Among many other things, the grammar is supposed to cover the entire lexicon
of modern German. This is obviously impossible for open word classes,
so that templates must be used for unknown words. Nevertheless, it is
advantageous to treat as many words as possible as "known". Here are
some sources of freely available lexical information.
GermaNet "GermaNet relates German nouns, verbs, and adjectives semantically by grouping words belonging to the same concept and by defining semantic relations between concepts. It has much in common with the English WordNet and might be viewed as an on-line thesaurus defining an explicit ontology."
Multext "A series of projects whose goals are to develop standards and specifications for the encoding and processing of linguistic corpora". They make available a very complete annotated lexicon for German. Most valuable to us: A list of 23,000 German nouns, fully classified by declension. The project data are no longer hosted at the MULTEXT site, but can be downloaded here.

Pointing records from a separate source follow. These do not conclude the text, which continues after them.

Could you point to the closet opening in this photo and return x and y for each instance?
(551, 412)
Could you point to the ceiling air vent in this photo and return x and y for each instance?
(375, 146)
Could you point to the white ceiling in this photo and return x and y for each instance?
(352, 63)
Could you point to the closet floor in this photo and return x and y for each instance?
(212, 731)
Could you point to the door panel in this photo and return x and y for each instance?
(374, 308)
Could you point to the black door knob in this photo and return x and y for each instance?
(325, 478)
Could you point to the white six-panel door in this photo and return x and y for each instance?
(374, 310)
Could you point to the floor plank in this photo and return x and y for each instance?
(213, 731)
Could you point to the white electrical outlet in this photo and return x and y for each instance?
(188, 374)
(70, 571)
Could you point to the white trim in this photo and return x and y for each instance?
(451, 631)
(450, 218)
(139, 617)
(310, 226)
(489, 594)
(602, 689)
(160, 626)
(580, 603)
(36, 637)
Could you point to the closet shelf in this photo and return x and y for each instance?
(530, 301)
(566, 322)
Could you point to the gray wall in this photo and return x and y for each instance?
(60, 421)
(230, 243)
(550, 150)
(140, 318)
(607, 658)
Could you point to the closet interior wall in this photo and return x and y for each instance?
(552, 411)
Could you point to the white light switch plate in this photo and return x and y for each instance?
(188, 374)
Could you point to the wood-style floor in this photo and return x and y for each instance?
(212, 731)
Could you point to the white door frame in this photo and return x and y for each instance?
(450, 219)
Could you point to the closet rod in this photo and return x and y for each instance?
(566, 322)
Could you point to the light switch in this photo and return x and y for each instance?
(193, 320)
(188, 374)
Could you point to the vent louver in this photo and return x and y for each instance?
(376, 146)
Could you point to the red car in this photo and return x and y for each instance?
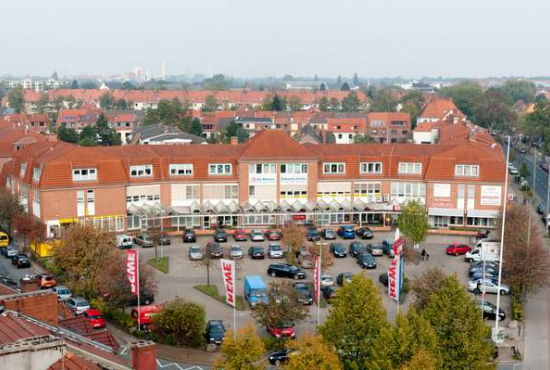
(283, 331)
(457, 248)
(240, 235)
(94, 318)
(273, 235)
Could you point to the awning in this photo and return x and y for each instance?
(458, 212)
(483, 213)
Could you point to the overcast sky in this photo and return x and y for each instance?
(247, 38)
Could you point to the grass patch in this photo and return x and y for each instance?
(212, 291)
(161, 264)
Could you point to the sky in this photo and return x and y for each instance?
(257, 38)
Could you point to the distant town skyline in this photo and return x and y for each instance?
(245, 38)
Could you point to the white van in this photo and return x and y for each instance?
(124, 241)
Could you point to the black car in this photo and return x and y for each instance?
(338, 250)
(285, 270)
(366, 261)
(215, 250)
(215, 332)
(189, 236)
(21, 260)
(364, 233)
(328, 293)
(256, 252)
(220, 236)
(304, 295)
(356, 248)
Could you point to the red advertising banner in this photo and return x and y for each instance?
(228, 272)
(132, 267)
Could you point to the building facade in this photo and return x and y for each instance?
(265, 182)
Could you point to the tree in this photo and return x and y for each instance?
(460, 329)
(282, 306)
(311, 352)
(242, 351)
(180, 323)
(210, 104)
(426, 284)
(355, 322)
(351, 103)
(413, 221)
(526, 258)
(16, 99)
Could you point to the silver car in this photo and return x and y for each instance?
(236, 252)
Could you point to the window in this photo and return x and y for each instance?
(293, 168)
(36, 173)
(145, 170)
(371, 167)
(467, 170)
(84, 174)
(334, 168)
(182, 169)
(410, 168)
(223, 169)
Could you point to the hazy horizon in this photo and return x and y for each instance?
(247, 39)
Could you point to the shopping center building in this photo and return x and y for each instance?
(265, 182)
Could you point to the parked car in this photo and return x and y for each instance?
(273, 235)
(328, 234)
(364, 233)
(257, 236)
(304, 295)
(63, 293)
(215, 331)
(274, 250)
(491, 286)
(338, 250)
(215, 250)
(366, 261)
(189, 236)
(490, 311)
(220, 236)
(78, 305)
(456, 249)
(236, 252)
(21, 260)
(356, 248)
(344, 277)
(256, 252)
(346, 232)
(144, 240)
(195, 253)
(285, 330)
(240, 235)
(329, 292)
(285, 270)
(93, 316)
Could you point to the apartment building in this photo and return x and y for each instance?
(267, 181)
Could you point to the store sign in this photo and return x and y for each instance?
(491, 195)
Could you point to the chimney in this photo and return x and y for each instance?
(144, 355)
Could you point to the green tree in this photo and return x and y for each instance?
(460, 329)
(242, 351)
(355, 323)
(180, 323)
(16, 99)
(413, 221)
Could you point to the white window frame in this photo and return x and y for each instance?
(220, 169)
(140, 171)
(181, 169)
(334, 168)
(371, 167)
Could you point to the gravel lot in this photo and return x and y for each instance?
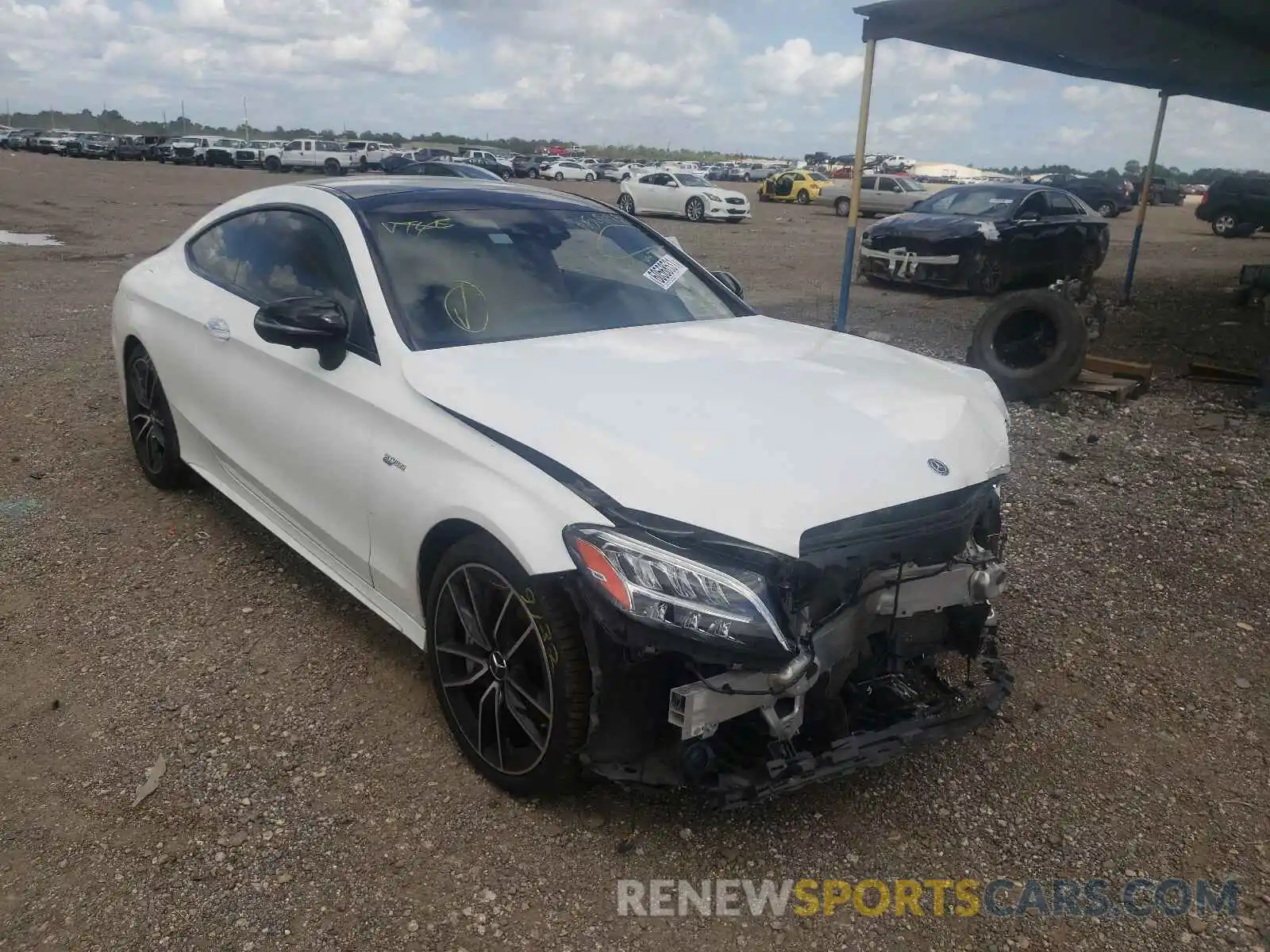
(313, 797)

FBI-HH-B-243/02: Automatic Recognition and Morphological Classification of Unknown German Nouns (Preslav Nakov, Galia Angelova, Walther von Hahn). This report contains a list of about 2000 patterns for guessing the declension class of German nouns.
GEONet Names Server The National Imagery and Mapping Agency publishes data about every conceivable geographic feature on Earth, listing about 5,900,000 geographic names. This is the ultimate online source of place names.
Still missing: a good comprehensive source of first and last names.